L'histoire de la laque de Yamanaka commence par un mouvement. Vers 1580, à l'époque Azuchi-Momoyama, un groupe de tourneurs sur bois maîtrisant le hikimono (bois tourné) émigra de la province d'Echizen, dans l'actuel Fukui, et s'établit dans un village en amont de Yamanaka Onsen. Ils vinrent pour le bois et pour la rivière qui actionnait leur travail, et ils apportèrent le tour avec eux. Dès l'origine, Yamanaka fut une ville de tournage sur bois avant d'être une ville de laque.

Le décor vint plus tard.

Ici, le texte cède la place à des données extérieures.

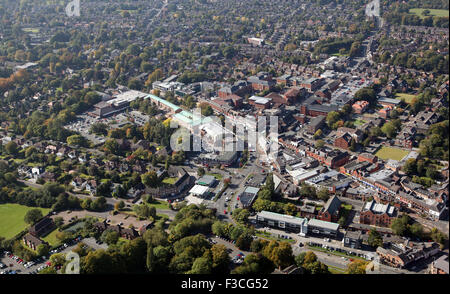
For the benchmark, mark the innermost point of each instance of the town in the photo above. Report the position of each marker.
(236, 137)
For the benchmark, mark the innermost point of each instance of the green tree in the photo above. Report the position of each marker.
(33, 215)
(375, 239)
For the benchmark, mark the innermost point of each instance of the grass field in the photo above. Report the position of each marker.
(11, 219)
(159, 204)
(433, 12)
(408, 97)
(51, 239)
(391, 153)
(217, 176)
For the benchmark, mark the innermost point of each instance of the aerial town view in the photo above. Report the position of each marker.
(224, 137)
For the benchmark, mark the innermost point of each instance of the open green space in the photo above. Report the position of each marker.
(337, 253)
(11, 219)
(433, 12)
(51, 239)
(391, 153)
(408, 97)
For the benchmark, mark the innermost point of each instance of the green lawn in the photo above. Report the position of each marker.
(159, 204)
(433, 12)
(391, 153)
(359, 122)
(336, 270)
(408, 97)
(51, 239)
(217, 176)
(11, 219)
(337, 253)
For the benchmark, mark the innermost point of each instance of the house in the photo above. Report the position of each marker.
(402, 255)
(283, 222)
(377, 214)
(344, 141)
(32, 241)
(91, 186)
(248, 196)
(42, 227)
(440, 266)
(360, 107)
(316, 123)
(352, 239)
(323, 228)
(330, 212)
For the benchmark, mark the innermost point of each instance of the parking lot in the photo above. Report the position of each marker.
(11, 264)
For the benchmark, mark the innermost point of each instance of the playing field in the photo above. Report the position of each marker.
(11, 219)
(391, 153)
(433, 12)
(408, 97)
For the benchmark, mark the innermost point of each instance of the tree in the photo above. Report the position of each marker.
(42, 250)
(12, 148)
(319, 143)
(280, 253)
(110, 237)
(357, 267)
(111, 146)
(323, 194)
(375, 239)
(410, 166)
(32, 216)
(200, 171)
(76, 140)
(389, 129)
(241, 215)
(150, 179)
(400, 225)
(221, 259)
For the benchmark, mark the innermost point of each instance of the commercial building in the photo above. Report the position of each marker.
(248, 196)
(323, 228)
(283, 222)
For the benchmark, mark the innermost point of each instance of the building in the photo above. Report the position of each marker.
(42, 227)
(360, 107)
(283, 222)
(248, 196)
(32, 241)
(316, 123)
(207, 180)
(323, 228)
(440, 266)
(344, 141)
(330, 212)
(199, 191)
(352, 239)
(402, 255)
(377, 214)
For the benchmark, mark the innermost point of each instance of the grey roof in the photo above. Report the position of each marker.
(323, 224)
(281, 217)
(333, 204)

Au cours du milieu de l'époque Edo, sous le patronage du domaine de Kaga, les techniques de laquage et de maki-e parvinrent peu à peu de Kyoto, de Kanazawa et d'Aizu. La ville qui avait fourni des ébauches de bois tourné apprit à les finir et à les orner, et Yamanaka devint un centre de production complet, réputé pour ses ustensiles de cérémonie du thé et sa belle vaisselle. Cette origine en couches — le bois d'abord, la laque et le décor ensuite — décrit encore aujourd'hui la façon dont Yamanaka conçoit un objet.

Le bois d'abord : les techniques emblématiques de Yamanaka

Pour comprendre le Yamanaka-nuri, observez le tour. Trois techniques portent l'identité de la tradition, et toutes consistent à respecter et à révéler le bois.

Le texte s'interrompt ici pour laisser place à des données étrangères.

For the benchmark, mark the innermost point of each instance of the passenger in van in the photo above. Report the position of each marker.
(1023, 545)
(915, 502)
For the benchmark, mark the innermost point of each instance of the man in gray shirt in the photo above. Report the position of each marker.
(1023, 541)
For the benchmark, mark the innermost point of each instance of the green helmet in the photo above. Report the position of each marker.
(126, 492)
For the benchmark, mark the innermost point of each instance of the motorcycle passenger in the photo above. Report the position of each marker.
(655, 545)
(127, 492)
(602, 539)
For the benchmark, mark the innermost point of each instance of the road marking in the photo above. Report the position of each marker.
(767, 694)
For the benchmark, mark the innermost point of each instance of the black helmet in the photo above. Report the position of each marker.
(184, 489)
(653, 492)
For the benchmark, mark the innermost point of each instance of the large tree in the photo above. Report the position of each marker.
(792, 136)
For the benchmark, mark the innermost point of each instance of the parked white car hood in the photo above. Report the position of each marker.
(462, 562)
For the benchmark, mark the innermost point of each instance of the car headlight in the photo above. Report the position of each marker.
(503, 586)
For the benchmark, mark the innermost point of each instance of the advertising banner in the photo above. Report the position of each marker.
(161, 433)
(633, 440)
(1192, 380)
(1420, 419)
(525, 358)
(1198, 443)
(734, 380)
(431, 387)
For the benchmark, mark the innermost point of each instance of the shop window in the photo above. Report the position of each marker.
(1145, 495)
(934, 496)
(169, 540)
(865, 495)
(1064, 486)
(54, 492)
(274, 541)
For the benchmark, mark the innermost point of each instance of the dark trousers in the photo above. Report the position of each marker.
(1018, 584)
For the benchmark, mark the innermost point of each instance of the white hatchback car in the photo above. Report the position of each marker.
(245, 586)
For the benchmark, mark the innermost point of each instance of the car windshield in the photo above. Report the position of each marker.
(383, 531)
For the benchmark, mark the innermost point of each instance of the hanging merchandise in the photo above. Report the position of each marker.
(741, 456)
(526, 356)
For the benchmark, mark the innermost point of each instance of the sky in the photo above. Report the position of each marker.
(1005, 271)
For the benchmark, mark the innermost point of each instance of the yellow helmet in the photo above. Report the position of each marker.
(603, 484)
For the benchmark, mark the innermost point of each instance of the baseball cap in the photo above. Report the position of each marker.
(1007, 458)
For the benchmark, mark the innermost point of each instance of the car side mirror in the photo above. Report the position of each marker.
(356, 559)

Le tournage du bois (kijiki)

Le fondement de Yamanaka est le kijiki, le tournage de la base de bois. Détail essentiel, les tourneurs de Yamanaka taillent le bois dans le sens du fil vertical (tategi-dori), l'orientation qui donne la forme la plus solide et la plus résistante au gauchissement. Cela leur permet d'amincir les bases à l'extrême tout en les gardant durables — c'est la raison pour laquelle les bols et les boîtes à thé de Yamanaka semblent légers en main sans paraître fragiles.

Le tournage décoratif à anneaux (kashoku-biki)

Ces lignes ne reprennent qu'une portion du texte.